Bagaimana dampak yang ditimbulkan daripada proses penambangan ini? Tentu, alat yang digunakan baik modern maupun tradisional berdampak pada rusaknya jalan akibat mobil-mobil besar yang mengangkut bahan tambang. Mobilitas yang besar mengakibatkan polusi udara. Lahan-lahan hijau tak lagi menghijau sebab terkerok alat-alat besar. Kerusakan ini terjadi secara langsung maupun tidak langsung terhadap sifat fisik, kimia dan hayatinya.
Dasar penambangan ini menurut IPL Gubernur Jawa Tengah, 23 April 2021. Pada tahun tersebut terjadi pematokan lahan dan tentu saja menuai protes yang terjadi antara polisi dan warga sekitar, bahkan beberapa warga terlibat aksi kekerasan dengan polisi. Keresahan tersebut tidak menjawab, meski mereka menghadang dan menolak tetap saja aktivitas tambang dilakukan,
Proyek strategis ini tentunya tidak bisa dihandarkan begitu saja. Pembuatan bendungan pun diharapkan turut membantu pemasokan air ke beberapa desa. Lalu bagaimana dengan tindakan yang tentu dapat merusak alam tersebut? Beberapa alternatif yang dapat dilakukan, di antaranya melakukan pendekatan dengan warga Wadas, sebab memang disampaikan oleh Ngatinah bahwasannya tidak ada informasi dengan jelas mengenai kegiatan pembuatan bendungan Bener. Infomasi lain yang ditemukan ialah warga khawatir apabila terjadi tanah longsor seperti yang terjadi pada tahun 1988 silam, sebab desa Wadas sendiri merupakan daerah rawan bencana.

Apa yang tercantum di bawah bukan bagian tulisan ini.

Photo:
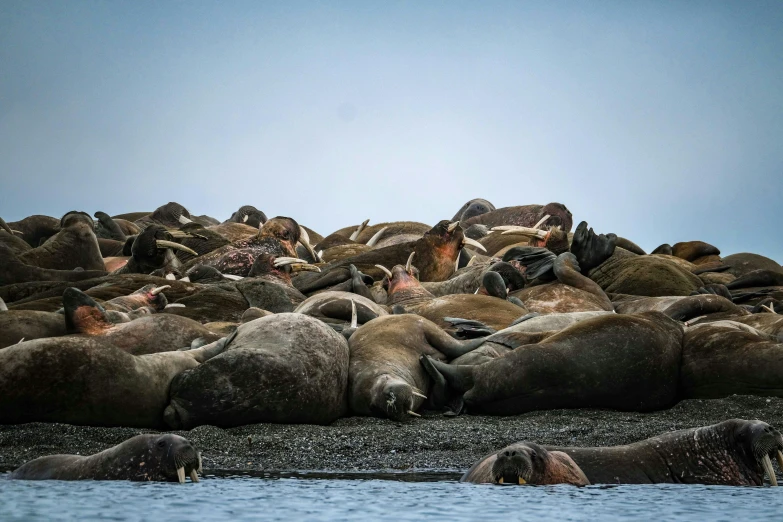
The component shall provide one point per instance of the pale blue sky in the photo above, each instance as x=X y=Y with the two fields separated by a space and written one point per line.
x=659 y=121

Apakah studi ekologi sudah dilakukan sebelum kegiatan proyek dilaksanakan ? Perlunya perencanaan dan analisis yang tepat jika memang Wadas akan tetap dilanjutkan proyek pembangunan bendungan.
Permasalahan sumber mata air dan pohon, selain bagi sumber kebutuhan manusia, hewan pun bergantung di sana. Jika pohon ditebang, maka semakin habis sumber mata air, semakin kekeringan dan berpengaruh terhadap kegiatan ekonomi. Perlunya pengadaan sumber lahan hijau yang dapat menambah populasi sumber mata air, sehingga warga Wadas dapat kembali mengembangkan lingkungan alam Wadas.
Semua yang dilakukan warga hanya sebatas untuk membuat desa Wadas tetap asri, tempat mereka menaruh harapan hidup dari hasil bumi serta sumber airnya, perlu sekali lagi pemerintah melakukan observasi dan olah data yang ditemukan di desa tersebut. Perlu pendekatan dengan baik, sehingga warga Wadas tidak merasa lahan mereka dirampas semena-mena. Perlu dipikirkan kembali apakah dengan pengalihan lahan pertanian dan perkebunan menjadi daerah tambang akan mempermudah jalannya kehidupan dan kemakmuran masyarakat. Proyek ini tentu dicanangkan akan berdampak kepada beberapa desa, rencananya untuk membantu perkebunan dan pertanian, lantas jika lahan mereka saja tidak ada, lalu air akan dialihkan ke mana, tanaman akan di tanam di mana?